Recent corporate frauds such as Volkswagen and those involving bribes paid by corporates to government officials have created panic. Circumvention of financial sanctions and terrorist financing are also areas where market platforms can potentially be used.
In India, we know from our discussions with the Reserve Bank (RBI) and the Central Bureau of Investigation that there is a real concern regarding funds raised for religious charities and the end purpose of such funds. These agencies are carefully looking at this problem.
For example, my sense is that IS (Islamic State, the West Asian insurgency) is actually an organised crime syndicate, engaged in raising funds through oil theft, profit kidnapping and prostitution, and using financial channels to move this money around. They might also use religious charities to do this, a big headache for all governments – Asian governments are particularly concerned. Sharp movements and crashes in markets are pressure points where the potential threat of inflows or outflows of terrorist financing cannot be ruled out.
In the context of India, the month of March as a popular financial year-end is a time where companies might be tempted to window-dress balance sheets, show higher profits, hide non-performing assets and keep derivative losses opaque, for example.
Which India-specific fraud issues are forensic auditors in demand?
Classic banking frauds related to the rise of non-performing assets or frauds involving connivance of employees and their clients are on the rise. Investigators and regulators have frequently started using the services of forensic accountants to detect such fraud.
Similarly, we have seen a high level of bribery and corruption-related charges recently and a number of foreign clients have also required our forensic services. Therefore, it is no surprise that our India team has grown from 30 to 600 over the past four years, under Arpinder Singh’s leadership. This shows corporates in India are looking at tackling such issues and pro-actively managing their fraud risk frameworks.
The Indian government’s efforts to further increase the ease of doing business is seen in a positive manner. Transparency International notes this in its recent index, where India’s rating is equal to or better than other BRIC nations.
But, bad brains always stay ahead of investigators!
Yes but the Indian enforcement agencies I have come to know are investing in new technologies and will continue to invest much more. India has the best of the brains for software development and this can be used to detect frauds. I know RBI is providing training to their inspectors from a forensic perspective. Enforcement agencies are using voice analysis technology more and more during interviews, to provide a better indication as to whether people are hiding information or lying. The use of external forensic accounting experts has also increased. The Aadhaar card initiative is another important initiative which could help in the detection of fraud.
On the corporate front, I am amazed to see how fast technologies are evolving in India. Solutions to combat fraud and corruption are becoming increasingly automated.
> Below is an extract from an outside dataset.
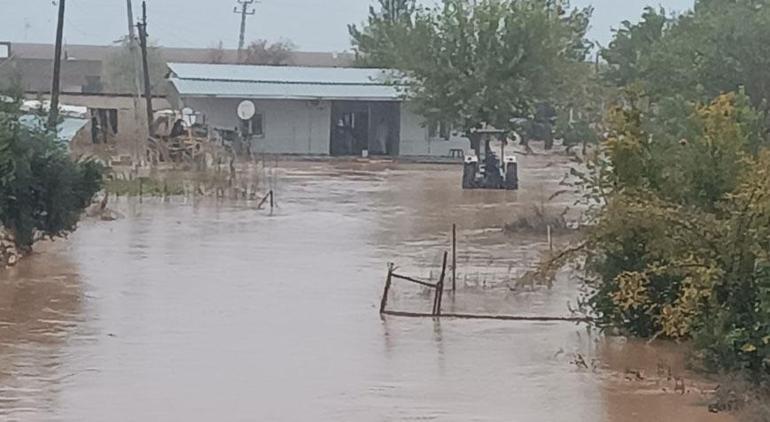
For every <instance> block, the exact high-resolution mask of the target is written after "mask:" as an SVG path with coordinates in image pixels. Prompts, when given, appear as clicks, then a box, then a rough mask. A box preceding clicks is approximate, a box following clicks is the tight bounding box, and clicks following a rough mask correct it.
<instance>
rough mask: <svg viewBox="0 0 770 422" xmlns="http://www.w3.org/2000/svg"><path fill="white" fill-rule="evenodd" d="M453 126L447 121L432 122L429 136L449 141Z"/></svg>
mask: <svg viewBox="0 0 770 422" xmlns="http://www.w3.org/2000/svg"><path fill="white" fill-rule="evenodd" d="M451 133H452V127H451V126H450V125H449V123H447V122H443V121H441V122H437V121H434V122H431V123H430V124H428V137H429V138H431V139H443V140H445V141H448V140H449V139H450V138H451Z"/></svg>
Today, EY’s forensic technology labs in Mumbai and Hyderabad support global companies through cyber forensics and forensic data analytics capability, which enables us to decipher fraud patterns and determine other areas of concern.
How are you addressing cyber crime?
You can judge we are taking it seriously from the fact that EY recently appointed a former director from the (US) Federal Bureau of Investigation, two former air force generals and has 1,200 professionals dedicated to forensic technology issues, including cyber crime. This is a serious global issue and although Indian companies are worried about it, their awareness and level of security for cyber crime is lower in comparison to global peers. Hence, India has emerged as a big market for us for all kinds of frauds. EY now has 10 partners and 600-plus professionals focusing on forensic work in India.
How secure is e-commerce, catching up fast in India, from that perspective?
A potential risk. E-commerce is in a nascent stage in India and the risk will have to be mitigated as it continues to grow. Since it connects a large chain of merchants, couriers, financiers and credit card companies, storage, etc, there is a high risk of fraud and for counterfeit products to be sold. There have also been instances of buyer-seller frauds, where participants from the other side take the benefits of discounts and cash-back.